Haarlem,
09
juli
2020
|
12:54
Europe/Amsterdam

'Trots dat onze toetsen in coronatijd doorgingen'

Foto Petra Rooze

Petra Rooze is docent Nederlands en Communicatie bij het cluster Recht en Veiligheid. Maar de afgelopen maanden was ze vooral actief in de toets- en examencommissie. Daar ging ze de dagelijkse uitdaging aan om tientallen online toetsvormen kritisch te beoordelen. En met resultaat. “Ik ben er trots op dat de toetsen in coronatijd doorgingen. Dat kan niet elke hogeschool zeggen.”

Als voorzitter van de toetscommissie ziet Petra samen met vier andere commissieleden toe op kwalitatief goede toetsen. Ze moeten voldoen aan de eisen van de onderwijs- en examenregeling (OER) van de opleiding. Elke nieuwe toetsvorm checkt de commissie vooraf. Logisch dat Petra het bij het begin van de coronacrisis druk kreeg. “Normaal gesproken werk ik vier dagen per week, waarvan één voor de toets- en één voor de examencommissie. Nu werkte ik vijf dagen, en vrijwel uitsluitend voor de commissies.”

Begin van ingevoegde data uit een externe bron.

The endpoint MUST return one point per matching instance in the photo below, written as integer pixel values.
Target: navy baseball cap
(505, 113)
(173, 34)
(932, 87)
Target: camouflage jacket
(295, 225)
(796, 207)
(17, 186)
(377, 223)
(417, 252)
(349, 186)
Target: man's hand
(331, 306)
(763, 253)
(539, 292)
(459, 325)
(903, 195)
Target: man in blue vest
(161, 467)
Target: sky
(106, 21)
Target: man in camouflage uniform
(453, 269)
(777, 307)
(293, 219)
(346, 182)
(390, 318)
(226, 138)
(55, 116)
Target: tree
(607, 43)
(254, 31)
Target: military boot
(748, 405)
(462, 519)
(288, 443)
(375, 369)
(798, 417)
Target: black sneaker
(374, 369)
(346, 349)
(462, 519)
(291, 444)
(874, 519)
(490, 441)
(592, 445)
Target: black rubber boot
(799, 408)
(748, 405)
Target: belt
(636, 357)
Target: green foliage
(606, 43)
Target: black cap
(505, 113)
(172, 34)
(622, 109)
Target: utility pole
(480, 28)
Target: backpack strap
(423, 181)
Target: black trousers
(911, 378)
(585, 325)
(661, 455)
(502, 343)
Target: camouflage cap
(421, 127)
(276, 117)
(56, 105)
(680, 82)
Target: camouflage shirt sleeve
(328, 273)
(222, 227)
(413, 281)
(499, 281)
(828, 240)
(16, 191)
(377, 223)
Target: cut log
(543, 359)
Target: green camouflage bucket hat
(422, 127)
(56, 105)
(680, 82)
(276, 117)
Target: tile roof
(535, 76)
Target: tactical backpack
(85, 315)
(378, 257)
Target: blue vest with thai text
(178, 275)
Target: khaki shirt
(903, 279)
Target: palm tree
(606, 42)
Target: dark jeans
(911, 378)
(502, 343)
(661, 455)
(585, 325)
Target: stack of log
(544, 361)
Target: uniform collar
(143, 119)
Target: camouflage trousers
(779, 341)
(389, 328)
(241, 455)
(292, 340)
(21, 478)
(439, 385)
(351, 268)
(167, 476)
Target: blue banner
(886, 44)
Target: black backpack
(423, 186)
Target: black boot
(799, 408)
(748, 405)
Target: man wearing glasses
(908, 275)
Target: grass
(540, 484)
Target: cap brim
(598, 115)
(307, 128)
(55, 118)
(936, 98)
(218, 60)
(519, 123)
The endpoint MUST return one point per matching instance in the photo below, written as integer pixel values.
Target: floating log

Vele gesprekken met docenten
“Het voelde aan het begin ook echt als een crisis. Voor het online toetsen tastten we de eerste twee weken in het duister. Surveilleren met Teams? Honderden studenten een schriftelijke toets mailen? Lang niet alle toetsvoorstellen waren haalbaar. Ik heb daar veel gesprekken over gevoerd met docenten. Dat vond ik heel prettig. Ik kon de nodige zorgen wegnemen. En het was heel fijn om elkaar weer eens zien.“

Niet antwoord maar redenering telt
De zorgen van docenten hadden vooral met fraude te maken. “Daar zagen we vervolgens ook heel goede oplossingen voor. Zo voerden sommige docenten kleine wijzigingen door in verschillende toetsversies. Zo werd het lastiger voor studenten om de vragen met elkaar te bespreken. Maar ik probeerde docenten ook anders naar het toetsen te laten kijken. Hoe erg is het eigenlijk dat studenten met elkaar overleggen? Een student die de materie niet beheerst, weet zijn antwoord uiteindelijk ook niet goed te onderbouwen. Geef daarom punten voor de juiste redenering, voor de weg naar het antwoord toe.”

Geen studievertraging
In de coronatijd behandelde de toetscommissie maar liefst 43 toetsvoorstellen, ongeveer vier keer zo veel als gebruikelijk. “Eerst bekeken we die nog met alle commissieleden, maar dat was op een gegeven moment niet meer te doen. We zijn toen in koppels gaan werken met een eerste en tweede lezer aan de hand van een checklist. Daarnaast hebben we gewerkt aan protocollen en instructies voor online toetsen, zowel bedoeld voor studenten als voor docenten. We zorgden dat we goed bereikbaar waren voor vragen. Waar ik het meest trots op ben? Dat we er met zijn allen voor hebben gezorgd dat het toetsen door kon gaan. Dat kan niet elke hogeschool zeggen. Studenten hoefden geen vertraging op te lopen.”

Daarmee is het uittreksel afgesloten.